Perth, Western Australia - 6th to 10th January 2014
From the tiniest microSD card to the largest storage array, for all workloads, there is always a way to make sure that you don't get the performance that your storage system ought to deliver. This talk goes through some of the simple ways that you can squander bandwidth, IOPs, and throughput for tape, solid state, and spinning disk storage. These storage antipatterns have been well proven in the author's experience, and can hopefully save the fresh and optimistic from having to reinvent the coarsely polygonal wheel yet again. For those less adventurous, these same gotchas *could* instead show how with a good grasp of how your storage works, and the workloads that best suit it, you can avoid some costly pitfalls when specifying and building your storage systems.
Jason Ozolins worked at the Australian National University Supercomputer Facility (now the National Facility for the National Computational Infrastructure, nf.nci.org.au) from 2004 until 2013 as a systems administrator.
He has been fairly obsessed with computer architecture and storage technology fundamentals and developments since the early 1980s, and got to use that knowledge to address a range of storage performance problems during his time at the Facility, across (and sometimes between) large HPC and data-oriented systems.
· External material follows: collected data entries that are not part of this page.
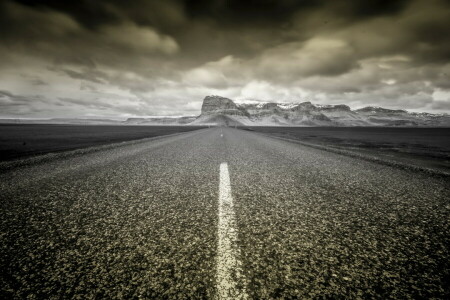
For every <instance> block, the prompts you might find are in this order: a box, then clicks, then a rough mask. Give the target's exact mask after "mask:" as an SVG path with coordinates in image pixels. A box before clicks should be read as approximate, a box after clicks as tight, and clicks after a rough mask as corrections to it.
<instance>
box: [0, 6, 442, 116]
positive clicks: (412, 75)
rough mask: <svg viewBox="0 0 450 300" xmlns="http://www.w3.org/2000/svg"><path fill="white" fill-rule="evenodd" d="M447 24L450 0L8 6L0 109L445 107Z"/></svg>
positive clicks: (118, 110) (2, 31)
mask: <svg viewBox="0 0 450 300" xmlns="http://www.w3.org/2000/svg"><path fill="white" fill-rule="evenodd" d="M449 20H450V2H449V1H446V0H390V1H388V0H367V1H359V0H247V1H243V0H195V1H194V0H135V1H121V0H104V1H96V0H80V1H57V0H33V1H32V0H0V55H1V56H2V58H3V59H2V60H1V61H0V90H7V91H10V92H11V93H12V94H11V95H9V96H8V95H7V94H2V95H3V96H1V97H3V98H1V99H2V101H3V102H2V106H3V107H5V106H8V105H10V107H17V106H18V105H19V106H21V107H27V105H28V106H29V107H30V110H29V112H30V113H33V112H37V111H39V113H40V114H41V112H42V111H46V110H47V112H48V114H49V115H52V114H56V115H57V114H58V113H59V112H60V113H61V114H65V115H67V114H71V113H73V114H83V113H84V111H87V112H89V113H90V114H95V113H107V114H117V113H119V114H120V113H122V112H124V113H126V114H131V115H133V114H141V115H145V114H152V115H157V114H162V113H164V114H183V113H185V114H192V113H195V112H196V111H198V110H199V109H200V105H201V99H202V98H203V97H204V96H205V94H209V93H213V94H221V95H224V96H229V97H234V98H246V97H247V98H256V97H260V98H264V99H267V100H270V99H272V98H276V99H272V100H280V101H281V100H293V98H308V99H312V100H313V101H316V102H317V101H318V102H322V103H327V102H330V103H331V102H333V103H334V102H335V101H340V102H342V103H348V104H350V105H352V104H355V105H362V104H373V105H376V104H380V105H387V106H392V107H399V108H406V109H408V108H411V109H420V107H423V108H424V109H430V110H436V111H438V110H441V111H442V110H447V108H448V106H446V105H444V104H445V103H446V101H448V98H449V97H447V96H445V95H447V94H446V93H450V92H449V90H450V85H449V82H450V80H449V78H448V74H449V73H450V39H448V36H450V22H449ZM23 74H25V75H26V76H25V77H24V76H22V75H23ZM66 94H70V97H67V96H66ZM29 95H32V96H31V97H28V96H29ZM33 95H34V96H33ZM436 95H439V97H437V96H436ZM35 96H39V97H41V98H39V97H38V98H36V97H35ZM21 97H24V98H21ZM69 98H70V99H72V100H70V99H69ZM27 99H28V100H27ZM29 99H33V101H29ZM298 100H299V101H301V100H303V99H298ZM430 101H432V102H433V101H436V103H435V104H433V103H431V104H430ZM8 103H9V104H8ZM36 103H37V104H36ZM442 103H444V104H442ZM58 106H59V108H58ZM31 107H34V108H35V110H34V111H33V110H31ZM61 107H63V108H64V110H60V109H61ZM83 107H84V108H85V109H84V110H83V109H82V108H83ZM119 108H120V109H119ZM13 111H14V110H13V109H10V110H9V112H11V113H12V112H13ZM25 112H26V109H22V110H21V113H25Z"/></svg>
These systems used: flash SSD, capacity-oriented and high IOPs disks, direct attach JBODs and fibre channel intelligent arrays, large-scale robotic tape libraries, Linux and Solaris operating systems, LVM and MD volume managers, Ext2/3/4, SAM-FS, Lustre and CXFS cluster filesystems, across Ethernet and Infiniband networks that ranged from 1Gbit/sec to 40Gbit/sec. He knows all too well that none of these are made of magic.
His last large storage project was addressing performance issues with the migration of 1.3 petabytes of tape-resident data from the legacy Sun SAM-FS Hierarchical Storage Management system to the Facility's new GNU/Linux-based SGI DMF HSM. The work done to mitigate those issues, ranging from hacking SAM-FS utility binaries, through to using 40+ million entry tied Perl hashes in tmpfs to help schedule optimal tape recall and transfer of file sets that ranged from millions of 4K files through to individual files in the hundreds of gigabytes, brought together a lot of common threads of performance analysis and optimization that he had seen across all the different storage systems at the Facility.